Wednesday, May 18, 2016

A RESPECTFUL RELATIONSHIP

Ever since 1840 Māori have sought a respectful and equal constitutional relationship with the Crown as promised in Te Tiriti o Waitangi.  That has not occurred, as the history and consequence of colonisation too clearly show.[1]
 
Yet Māori have never abandoned the treaty promise.  Whether it was the establishment of Kotahitanga or the Kingitanga, or the discussions prior to the first sitting of the Māori Parliament at Waipatu in 1892, or even the establishment of Māori Congress nearly a century later, the kaupapa of constitutionalism has always been present.

When the Iwi Chairs’ Forum was established at a National hui held at Takahanga Marae in Kaikoura in 2005, it was the latest step in that history of revitalising tino rangatiratanga and seeking a proper treaty-based relationship with the Crown. 

Shortly after its establishment, the Forum established a process of meeting Ministers and officials of the Crown.  But by 2010 it was concerned about the lack of progress being made on key issues such as water use management, the environment, housing, education, welfare, and treaty settlement policy. 

In some cases, any options offered by Māori were simply ignored or subordinated to Crown policy imperatives, and a sense developed that the lack of progress was not just due to Crown disinterest or to a disconnect between the policy aspirations of the Crown and Māori.  Rather the cause was a fundamental imbalance between the Crown’s exercise of constitutional authority and the constitutional powerlessness of Māori.

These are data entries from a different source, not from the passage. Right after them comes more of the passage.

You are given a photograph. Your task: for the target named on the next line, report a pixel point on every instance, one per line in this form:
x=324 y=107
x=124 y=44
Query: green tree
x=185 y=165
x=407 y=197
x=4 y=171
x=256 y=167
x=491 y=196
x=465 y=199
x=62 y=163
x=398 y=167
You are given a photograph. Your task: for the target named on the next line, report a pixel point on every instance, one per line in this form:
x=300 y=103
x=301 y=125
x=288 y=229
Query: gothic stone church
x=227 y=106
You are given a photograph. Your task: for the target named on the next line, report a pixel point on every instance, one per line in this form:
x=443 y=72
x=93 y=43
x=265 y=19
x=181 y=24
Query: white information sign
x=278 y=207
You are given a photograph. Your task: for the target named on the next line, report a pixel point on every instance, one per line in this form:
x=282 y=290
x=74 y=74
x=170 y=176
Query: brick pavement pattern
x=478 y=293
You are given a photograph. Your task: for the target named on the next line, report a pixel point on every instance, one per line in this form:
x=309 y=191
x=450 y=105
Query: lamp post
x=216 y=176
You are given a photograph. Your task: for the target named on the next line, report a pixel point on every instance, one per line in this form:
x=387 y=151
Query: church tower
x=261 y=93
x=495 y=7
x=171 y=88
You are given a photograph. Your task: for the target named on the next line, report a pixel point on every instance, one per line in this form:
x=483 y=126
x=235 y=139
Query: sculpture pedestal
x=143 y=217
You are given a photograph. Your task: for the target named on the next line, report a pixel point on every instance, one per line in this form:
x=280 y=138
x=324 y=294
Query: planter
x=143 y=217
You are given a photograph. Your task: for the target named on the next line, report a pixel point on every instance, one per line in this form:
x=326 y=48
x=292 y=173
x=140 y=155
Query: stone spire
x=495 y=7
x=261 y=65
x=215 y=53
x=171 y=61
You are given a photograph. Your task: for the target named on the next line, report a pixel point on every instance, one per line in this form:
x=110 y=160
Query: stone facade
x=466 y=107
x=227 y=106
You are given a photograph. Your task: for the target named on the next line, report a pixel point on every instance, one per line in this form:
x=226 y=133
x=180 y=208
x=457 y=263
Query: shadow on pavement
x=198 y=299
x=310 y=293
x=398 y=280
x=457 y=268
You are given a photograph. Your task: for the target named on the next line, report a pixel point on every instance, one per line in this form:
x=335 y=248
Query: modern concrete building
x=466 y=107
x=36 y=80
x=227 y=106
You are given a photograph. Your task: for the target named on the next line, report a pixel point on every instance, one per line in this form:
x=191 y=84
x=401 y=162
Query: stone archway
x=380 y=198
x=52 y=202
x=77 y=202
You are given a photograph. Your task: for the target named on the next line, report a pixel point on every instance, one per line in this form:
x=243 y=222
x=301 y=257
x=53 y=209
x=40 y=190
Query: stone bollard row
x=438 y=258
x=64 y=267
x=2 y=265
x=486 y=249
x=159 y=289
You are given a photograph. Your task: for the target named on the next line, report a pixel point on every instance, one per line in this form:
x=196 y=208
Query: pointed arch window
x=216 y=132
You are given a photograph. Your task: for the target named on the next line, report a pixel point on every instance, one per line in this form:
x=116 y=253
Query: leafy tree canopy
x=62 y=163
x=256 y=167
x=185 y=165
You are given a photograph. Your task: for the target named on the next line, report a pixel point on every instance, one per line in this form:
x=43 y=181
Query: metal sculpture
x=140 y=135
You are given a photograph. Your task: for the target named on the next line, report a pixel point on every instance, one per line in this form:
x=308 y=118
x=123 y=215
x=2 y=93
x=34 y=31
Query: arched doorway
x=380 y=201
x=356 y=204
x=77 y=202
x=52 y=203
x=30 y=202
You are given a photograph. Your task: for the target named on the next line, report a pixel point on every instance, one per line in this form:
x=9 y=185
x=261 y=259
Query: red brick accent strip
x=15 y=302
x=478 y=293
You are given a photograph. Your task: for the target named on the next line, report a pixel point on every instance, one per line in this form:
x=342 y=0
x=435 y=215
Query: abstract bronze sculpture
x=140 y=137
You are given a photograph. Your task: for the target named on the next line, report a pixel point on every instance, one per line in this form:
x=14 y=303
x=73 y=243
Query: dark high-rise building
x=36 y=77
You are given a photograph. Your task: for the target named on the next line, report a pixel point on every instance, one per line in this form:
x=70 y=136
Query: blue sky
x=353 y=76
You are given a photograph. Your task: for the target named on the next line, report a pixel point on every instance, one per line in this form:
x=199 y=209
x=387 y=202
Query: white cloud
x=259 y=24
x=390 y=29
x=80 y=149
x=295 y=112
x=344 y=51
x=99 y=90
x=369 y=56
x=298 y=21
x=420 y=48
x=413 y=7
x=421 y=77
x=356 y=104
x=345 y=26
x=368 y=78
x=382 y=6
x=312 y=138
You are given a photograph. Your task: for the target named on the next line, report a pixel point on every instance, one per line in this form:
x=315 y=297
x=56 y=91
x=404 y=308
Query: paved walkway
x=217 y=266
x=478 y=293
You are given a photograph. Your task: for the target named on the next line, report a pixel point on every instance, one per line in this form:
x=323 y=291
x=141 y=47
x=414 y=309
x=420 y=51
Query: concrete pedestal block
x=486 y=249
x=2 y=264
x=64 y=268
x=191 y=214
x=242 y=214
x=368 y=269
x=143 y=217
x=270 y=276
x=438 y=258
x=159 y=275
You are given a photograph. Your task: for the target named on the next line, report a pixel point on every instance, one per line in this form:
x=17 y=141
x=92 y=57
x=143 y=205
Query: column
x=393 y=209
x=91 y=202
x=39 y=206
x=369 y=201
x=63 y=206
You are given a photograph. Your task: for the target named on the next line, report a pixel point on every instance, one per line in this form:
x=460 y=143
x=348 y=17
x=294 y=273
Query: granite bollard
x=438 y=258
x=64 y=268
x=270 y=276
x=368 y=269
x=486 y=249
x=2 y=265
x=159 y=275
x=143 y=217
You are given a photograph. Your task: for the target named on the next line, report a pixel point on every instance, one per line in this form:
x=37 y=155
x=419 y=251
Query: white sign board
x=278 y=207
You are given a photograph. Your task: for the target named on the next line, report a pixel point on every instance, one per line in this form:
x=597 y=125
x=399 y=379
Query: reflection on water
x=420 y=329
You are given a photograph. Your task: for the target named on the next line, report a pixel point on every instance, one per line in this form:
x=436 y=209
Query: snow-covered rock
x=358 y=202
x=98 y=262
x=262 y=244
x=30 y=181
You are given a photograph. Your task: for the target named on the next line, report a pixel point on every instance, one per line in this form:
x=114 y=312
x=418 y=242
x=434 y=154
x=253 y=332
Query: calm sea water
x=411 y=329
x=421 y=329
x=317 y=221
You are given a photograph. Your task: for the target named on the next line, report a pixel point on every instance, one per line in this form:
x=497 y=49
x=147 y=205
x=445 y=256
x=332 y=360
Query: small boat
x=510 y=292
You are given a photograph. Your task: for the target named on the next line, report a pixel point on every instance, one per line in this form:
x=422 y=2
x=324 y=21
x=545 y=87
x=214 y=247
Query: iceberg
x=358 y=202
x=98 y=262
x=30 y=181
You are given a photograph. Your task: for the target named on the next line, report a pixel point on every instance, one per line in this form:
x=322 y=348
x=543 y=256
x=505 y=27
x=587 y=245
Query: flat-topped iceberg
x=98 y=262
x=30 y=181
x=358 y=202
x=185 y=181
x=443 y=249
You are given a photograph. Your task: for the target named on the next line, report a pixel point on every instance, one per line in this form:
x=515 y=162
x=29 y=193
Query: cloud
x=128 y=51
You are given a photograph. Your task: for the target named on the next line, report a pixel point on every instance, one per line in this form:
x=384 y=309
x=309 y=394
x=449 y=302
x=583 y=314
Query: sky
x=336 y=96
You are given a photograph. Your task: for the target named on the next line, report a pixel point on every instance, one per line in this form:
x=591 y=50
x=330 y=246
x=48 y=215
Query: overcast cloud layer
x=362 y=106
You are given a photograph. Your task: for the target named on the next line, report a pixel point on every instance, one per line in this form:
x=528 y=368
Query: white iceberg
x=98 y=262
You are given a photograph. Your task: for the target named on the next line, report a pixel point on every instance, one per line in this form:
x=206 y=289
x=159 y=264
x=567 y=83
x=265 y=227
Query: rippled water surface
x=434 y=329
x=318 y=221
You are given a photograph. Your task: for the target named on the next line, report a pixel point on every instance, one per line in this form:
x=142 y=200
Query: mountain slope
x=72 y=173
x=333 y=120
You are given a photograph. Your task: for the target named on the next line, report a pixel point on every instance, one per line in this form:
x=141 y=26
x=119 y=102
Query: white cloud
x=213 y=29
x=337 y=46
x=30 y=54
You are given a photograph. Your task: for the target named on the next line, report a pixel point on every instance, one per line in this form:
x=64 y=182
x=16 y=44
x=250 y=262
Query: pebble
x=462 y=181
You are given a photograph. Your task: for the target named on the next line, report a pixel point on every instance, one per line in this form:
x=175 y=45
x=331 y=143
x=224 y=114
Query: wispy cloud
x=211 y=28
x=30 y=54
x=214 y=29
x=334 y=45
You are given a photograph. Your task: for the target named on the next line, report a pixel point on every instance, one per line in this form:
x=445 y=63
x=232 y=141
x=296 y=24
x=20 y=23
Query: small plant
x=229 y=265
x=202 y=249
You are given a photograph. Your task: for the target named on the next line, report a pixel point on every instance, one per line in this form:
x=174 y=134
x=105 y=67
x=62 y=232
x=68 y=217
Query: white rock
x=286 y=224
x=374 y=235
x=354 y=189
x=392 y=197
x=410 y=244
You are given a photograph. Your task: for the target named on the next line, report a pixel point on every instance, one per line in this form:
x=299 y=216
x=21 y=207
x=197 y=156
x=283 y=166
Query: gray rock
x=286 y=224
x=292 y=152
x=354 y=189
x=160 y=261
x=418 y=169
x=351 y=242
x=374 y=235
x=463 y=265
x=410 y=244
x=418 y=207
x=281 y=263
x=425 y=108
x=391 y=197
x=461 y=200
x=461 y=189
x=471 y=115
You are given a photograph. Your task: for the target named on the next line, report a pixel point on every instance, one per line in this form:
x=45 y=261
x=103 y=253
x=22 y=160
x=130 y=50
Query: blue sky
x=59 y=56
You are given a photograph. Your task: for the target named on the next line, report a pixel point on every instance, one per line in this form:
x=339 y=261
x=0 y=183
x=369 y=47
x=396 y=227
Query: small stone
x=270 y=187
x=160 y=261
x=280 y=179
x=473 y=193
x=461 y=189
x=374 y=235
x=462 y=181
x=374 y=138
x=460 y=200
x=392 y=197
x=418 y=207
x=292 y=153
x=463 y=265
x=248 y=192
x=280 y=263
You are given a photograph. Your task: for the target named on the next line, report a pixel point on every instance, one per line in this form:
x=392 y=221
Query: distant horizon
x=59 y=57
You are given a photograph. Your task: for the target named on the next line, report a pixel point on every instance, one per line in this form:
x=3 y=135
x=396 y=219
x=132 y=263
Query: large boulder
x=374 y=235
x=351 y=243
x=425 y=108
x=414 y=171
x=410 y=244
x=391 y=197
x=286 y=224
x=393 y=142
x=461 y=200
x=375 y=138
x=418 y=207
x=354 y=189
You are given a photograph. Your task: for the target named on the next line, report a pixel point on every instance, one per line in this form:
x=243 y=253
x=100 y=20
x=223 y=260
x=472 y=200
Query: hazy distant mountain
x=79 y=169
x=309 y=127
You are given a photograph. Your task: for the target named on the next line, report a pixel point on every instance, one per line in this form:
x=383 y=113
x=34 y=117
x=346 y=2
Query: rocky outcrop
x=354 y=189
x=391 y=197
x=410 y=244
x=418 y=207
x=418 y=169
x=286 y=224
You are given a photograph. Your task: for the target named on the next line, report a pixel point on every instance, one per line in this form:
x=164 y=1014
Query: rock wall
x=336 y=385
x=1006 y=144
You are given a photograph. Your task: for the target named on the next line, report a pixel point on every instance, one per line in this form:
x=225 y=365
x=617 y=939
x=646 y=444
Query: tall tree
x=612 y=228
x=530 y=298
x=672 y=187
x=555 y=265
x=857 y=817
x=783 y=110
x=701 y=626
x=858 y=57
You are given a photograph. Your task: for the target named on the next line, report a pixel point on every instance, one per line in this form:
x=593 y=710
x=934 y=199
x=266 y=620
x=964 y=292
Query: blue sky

That realisation was not new.  Forum members were all well-acquainted with the Crown’s exercise of unilateral power ever since the signing of Te Tiriti o Waitangi.  Indeed the very notion of Crown breaches of Te Tiriti is, at its core, a question of constitutionalism and the use, or misuse, of the power taken by the Crown in 1840.

Therefore the Forum sought advice on a number of constitutional issues.  At its August 2009 hui at Hopuhopu, Judge Caren Fox presented a paper, “Change, Past and Present”, noting that, historically, tūpuna Māori were familiar with the notion of political autonomy and had long developed a fluid and dynamic constitutionalism that provided a natural “rhythm” and order to Māori society.

At the Forum’s next hui at Haruru in February 2010, reference was made to another paper, “Constitutional Transformation”, written by lawyer Moana Jackson in which the concepts of Māori constitutionalism were further explained. 

After more discussion, a constitutional plan of action was proposed, including the formation of Matike Mai Aotearoa, the Independent Working Group on Constitutional Transformation.  Membership of the Working Group consisted of iwi and other representatives chosen for their tikanga or constitutional expertise.  Extra members were co-opted from time to time, and kaumātua and kuia were approached for advice and guidance.



In spite of funding restraints, they eventually held 252 hui between 2012 and 2015, and their report was officially released in February 2016.  Its findings strengthen the quest for the respectful and equal relationship promised in Te Tiriti.



[1] Second edited extract (pp. 12 – 13) of He Whakaaro Here Whakaumu Mo Aotearoa, the Report of Maite Mai Aotearoa – The Independent Working Group on Constitutional Transformation.